Relationship building is an essential component of becoming a global leader. The student’s relationship with the palliative care social worker in Kenya was invaluable to her development and success as a global leader. Her vision was born out of their partnership. However, how was this student going to make her dream happen? In order to actualize her dream, she needed to identify support or opportunities for collaboration, partnership, research, or even funding. She needed experience in navigating organizations. In addition, she needed to join international professional nursing organizations to network and to create and maintain relationships.
I arranged for the student to meet with senior administrators from both the School of Nursing and the School of Medicine at my university to build support for her work. As a result of those meetings and making those connections, she was introduced to major global leaders doing work in her area of interest.
Furthermore, the student was inducted into Sigma Theta Tau International in 2012 and, together, we presented the extraordinary outcome of our relationship at the Sigma Theta Tau International Research Congress in Sydney, Australia. Through this experience, the student had the opportunity to work with me one-on-one to prepare for her podium presentation. This type of guidance and support can facilitate high-quality results, and many leaders report this type of coaching as vital to their success. In addition, the student had the unique opportunity to network with global nurse leaders from all over the world.
•Do not allow perceived time constraints or fears of failure deter your desire to become an educational innovator. The impact of this successful innovation on student learning and faculty development far outweighs time and risk.

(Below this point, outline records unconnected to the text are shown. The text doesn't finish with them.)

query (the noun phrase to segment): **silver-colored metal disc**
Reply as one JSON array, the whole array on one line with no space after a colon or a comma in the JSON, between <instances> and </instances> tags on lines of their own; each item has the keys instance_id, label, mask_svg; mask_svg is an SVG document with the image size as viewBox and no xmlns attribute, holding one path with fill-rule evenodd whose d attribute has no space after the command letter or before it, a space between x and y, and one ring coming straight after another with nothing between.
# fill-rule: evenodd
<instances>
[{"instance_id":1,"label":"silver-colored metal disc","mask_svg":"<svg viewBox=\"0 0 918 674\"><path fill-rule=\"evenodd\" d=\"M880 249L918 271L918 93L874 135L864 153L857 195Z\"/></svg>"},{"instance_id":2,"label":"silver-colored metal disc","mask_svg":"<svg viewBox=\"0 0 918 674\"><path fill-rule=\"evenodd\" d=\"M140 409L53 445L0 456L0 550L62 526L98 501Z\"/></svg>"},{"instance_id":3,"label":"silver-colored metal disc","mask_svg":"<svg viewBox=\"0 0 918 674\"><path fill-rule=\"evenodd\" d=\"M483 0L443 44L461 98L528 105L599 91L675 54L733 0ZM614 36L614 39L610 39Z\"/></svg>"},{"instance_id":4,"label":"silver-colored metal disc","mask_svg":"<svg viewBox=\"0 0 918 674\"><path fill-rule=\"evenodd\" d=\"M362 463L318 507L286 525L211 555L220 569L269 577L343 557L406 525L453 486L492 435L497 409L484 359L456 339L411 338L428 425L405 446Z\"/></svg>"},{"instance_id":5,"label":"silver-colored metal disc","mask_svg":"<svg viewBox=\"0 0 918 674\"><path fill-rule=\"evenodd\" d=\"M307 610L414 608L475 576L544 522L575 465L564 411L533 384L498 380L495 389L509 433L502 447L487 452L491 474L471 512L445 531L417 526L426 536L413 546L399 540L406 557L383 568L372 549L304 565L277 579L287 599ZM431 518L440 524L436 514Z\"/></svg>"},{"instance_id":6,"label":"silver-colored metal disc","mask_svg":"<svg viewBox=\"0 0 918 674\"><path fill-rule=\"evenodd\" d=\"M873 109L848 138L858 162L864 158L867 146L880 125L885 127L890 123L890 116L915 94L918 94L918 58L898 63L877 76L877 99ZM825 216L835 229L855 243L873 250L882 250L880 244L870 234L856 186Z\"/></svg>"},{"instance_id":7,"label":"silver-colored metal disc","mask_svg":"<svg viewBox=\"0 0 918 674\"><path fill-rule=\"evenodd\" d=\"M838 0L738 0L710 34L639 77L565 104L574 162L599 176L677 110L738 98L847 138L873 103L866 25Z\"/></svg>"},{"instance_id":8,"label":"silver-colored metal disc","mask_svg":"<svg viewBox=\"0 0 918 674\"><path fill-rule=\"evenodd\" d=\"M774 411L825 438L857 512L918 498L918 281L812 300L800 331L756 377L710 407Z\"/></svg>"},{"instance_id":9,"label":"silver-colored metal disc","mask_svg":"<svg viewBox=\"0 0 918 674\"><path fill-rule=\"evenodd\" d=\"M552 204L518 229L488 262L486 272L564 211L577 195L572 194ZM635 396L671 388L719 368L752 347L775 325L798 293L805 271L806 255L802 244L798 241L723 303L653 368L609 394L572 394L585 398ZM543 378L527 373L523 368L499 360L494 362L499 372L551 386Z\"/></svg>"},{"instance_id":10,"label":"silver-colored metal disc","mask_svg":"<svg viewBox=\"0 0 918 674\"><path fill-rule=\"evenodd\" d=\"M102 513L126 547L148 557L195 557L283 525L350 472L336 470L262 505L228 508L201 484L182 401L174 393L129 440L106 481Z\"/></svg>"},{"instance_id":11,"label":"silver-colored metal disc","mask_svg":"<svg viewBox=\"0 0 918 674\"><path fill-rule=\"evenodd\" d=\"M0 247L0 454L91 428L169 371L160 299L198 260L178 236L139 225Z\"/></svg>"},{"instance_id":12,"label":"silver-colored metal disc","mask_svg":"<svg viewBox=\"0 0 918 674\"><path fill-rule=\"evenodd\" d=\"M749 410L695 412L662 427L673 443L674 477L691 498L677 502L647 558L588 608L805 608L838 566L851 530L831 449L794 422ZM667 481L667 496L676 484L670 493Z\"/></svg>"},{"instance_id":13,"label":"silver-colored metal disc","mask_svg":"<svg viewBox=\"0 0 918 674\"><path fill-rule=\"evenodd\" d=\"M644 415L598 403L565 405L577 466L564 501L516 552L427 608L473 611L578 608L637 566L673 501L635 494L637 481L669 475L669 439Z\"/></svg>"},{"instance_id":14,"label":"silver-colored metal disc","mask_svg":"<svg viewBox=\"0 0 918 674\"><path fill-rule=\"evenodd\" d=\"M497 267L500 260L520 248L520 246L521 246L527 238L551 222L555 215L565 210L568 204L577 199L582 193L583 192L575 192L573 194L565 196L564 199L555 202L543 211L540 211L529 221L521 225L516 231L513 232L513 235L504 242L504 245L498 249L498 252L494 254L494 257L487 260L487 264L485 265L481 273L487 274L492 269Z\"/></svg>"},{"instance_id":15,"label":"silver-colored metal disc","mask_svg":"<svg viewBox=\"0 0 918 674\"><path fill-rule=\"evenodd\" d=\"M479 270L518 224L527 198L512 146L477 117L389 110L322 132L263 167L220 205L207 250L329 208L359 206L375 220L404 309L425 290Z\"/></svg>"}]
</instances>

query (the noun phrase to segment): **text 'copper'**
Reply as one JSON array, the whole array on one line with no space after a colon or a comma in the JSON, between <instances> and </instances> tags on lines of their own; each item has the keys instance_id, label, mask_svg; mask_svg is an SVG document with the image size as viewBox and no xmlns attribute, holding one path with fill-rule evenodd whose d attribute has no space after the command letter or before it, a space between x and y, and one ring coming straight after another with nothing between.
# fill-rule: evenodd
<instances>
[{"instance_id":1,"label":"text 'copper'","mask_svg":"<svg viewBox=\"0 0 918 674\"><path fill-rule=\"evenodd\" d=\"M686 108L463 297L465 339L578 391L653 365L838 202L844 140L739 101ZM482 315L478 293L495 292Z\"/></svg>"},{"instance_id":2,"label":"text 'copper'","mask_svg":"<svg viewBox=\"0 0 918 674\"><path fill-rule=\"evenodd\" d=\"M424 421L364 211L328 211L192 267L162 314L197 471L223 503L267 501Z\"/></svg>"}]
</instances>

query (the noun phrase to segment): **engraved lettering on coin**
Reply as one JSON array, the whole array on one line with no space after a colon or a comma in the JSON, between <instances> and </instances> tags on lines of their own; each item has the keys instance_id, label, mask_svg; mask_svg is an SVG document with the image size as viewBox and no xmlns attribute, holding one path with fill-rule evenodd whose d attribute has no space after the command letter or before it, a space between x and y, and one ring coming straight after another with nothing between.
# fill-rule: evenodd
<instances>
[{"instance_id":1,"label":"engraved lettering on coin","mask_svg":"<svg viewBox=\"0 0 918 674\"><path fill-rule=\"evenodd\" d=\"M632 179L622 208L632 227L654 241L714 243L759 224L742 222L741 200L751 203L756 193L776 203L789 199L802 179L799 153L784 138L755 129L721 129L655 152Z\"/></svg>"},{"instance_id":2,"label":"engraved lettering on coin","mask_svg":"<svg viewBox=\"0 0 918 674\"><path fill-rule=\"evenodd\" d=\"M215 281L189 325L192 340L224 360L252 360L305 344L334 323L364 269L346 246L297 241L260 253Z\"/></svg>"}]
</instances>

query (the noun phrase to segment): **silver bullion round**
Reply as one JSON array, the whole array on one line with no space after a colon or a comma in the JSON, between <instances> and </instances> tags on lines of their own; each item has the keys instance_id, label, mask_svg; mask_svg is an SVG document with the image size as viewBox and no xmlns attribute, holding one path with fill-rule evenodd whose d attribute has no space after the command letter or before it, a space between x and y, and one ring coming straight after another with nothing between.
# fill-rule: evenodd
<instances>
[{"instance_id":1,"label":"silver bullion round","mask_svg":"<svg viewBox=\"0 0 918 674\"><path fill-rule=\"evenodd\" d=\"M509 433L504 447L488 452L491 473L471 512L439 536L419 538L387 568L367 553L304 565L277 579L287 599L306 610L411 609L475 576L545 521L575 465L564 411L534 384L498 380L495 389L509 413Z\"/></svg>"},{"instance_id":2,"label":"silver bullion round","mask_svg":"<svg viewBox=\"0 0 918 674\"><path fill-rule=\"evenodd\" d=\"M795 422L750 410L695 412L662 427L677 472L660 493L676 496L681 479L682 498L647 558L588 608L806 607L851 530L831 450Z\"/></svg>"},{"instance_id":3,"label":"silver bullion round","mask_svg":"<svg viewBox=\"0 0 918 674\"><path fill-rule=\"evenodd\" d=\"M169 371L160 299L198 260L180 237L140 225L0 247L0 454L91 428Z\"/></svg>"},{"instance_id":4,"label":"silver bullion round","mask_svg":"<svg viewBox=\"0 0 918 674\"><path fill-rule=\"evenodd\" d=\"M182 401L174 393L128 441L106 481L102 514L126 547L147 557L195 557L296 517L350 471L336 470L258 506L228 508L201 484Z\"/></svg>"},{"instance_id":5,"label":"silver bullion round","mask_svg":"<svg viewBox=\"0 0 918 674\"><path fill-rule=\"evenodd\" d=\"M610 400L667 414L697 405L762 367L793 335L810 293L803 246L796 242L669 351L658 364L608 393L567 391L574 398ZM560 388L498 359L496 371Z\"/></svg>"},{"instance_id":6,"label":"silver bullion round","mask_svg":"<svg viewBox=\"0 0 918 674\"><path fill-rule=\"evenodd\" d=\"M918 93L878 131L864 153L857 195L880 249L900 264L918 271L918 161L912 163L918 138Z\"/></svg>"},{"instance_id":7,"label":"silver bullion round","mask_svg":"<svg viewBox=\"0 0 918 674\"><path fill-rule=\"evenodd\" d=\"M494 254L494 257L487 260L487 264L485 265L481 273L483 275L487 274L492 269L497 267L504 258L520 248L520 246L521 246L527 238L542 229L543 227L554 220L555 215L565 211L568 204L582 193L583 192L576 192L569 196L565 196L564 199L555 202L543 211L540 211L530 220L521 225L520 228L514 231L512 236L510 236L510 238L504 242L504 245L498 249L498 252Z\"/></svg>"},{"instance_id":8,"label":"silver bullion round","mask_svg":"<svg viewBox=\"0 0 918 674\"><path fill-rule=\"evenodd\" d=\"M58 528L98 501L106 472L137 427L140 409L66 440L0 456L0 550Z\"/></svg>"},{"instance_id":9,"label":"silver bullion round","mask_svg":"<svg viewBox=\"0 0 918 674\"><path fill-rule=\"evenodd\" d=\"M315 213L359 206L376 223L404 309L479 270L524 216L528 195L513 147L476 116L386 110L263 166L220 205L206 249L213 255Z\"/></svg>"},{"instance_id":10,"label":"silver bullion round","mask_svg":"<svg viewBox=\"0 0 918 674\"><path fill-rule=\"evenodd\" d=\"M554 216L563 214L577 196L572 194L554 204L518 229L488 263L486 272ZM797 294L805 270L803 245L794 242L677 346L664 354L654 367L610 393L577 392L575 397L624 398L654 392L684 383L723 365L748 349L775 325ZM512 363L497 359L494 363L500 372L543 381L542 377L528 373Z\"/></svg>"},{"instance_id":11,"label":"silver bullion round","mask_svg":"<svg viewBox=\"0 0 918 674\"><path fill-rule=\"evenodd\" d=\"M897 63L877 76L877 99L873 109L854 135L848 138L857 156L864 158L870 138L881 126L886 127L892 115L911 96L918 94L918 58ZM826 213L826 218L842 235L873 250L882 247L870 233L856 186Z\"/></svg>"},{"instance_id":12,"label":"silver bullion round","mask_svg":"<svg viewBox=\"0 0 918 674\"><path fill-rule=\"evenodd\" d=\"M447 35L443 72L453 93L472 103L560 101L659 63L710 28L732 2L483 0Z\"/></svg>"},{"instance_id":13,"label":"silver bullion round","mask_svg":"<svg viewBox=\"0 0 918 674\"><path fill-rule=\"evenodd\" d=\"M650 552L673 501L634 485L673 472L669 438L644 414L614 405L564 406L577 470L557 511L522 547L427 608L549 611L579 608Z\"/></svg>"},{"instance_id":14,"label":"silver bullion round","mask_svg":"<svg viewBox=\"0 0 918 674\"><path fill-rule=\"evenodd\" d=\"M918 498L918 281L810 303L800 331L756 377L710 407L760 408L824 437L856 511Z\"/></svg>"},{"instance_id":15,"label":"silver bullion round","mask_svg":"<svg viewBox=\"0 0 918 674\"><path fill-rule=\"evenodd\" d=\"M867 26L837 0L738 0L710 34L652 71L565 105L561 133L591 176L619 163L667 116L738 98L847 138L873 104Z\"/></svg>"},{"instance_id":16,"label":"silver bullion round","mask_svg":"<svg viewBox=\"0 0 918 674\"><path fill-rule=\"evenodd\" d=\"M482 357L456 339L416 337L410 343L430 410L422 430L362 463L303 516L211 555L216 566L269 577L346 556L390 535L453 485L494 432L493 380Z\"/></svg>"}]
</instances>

• Tying innovative teaching strategies into existing curricular structure provides a means for measurement and evaluation of student outcomes.
• This innovative approach for developing global nurse leaders will not work for all students. Recognizing the attributes of a global leader in someone with the passion for global service will optimize successful results.
• Never underestimate the power of virtual collaboration when developing global relationships.
As transformational coaches, educators can make learning come alive for students by becoming aware of a student’s vision, strengthening that vision by connecting it to the learning, and then empowering the student to make his or her dreams happen.
Sandra Davis, PhD, DPM, ACNP-BC, is an assistant professor at the George Washington University School of Nursing.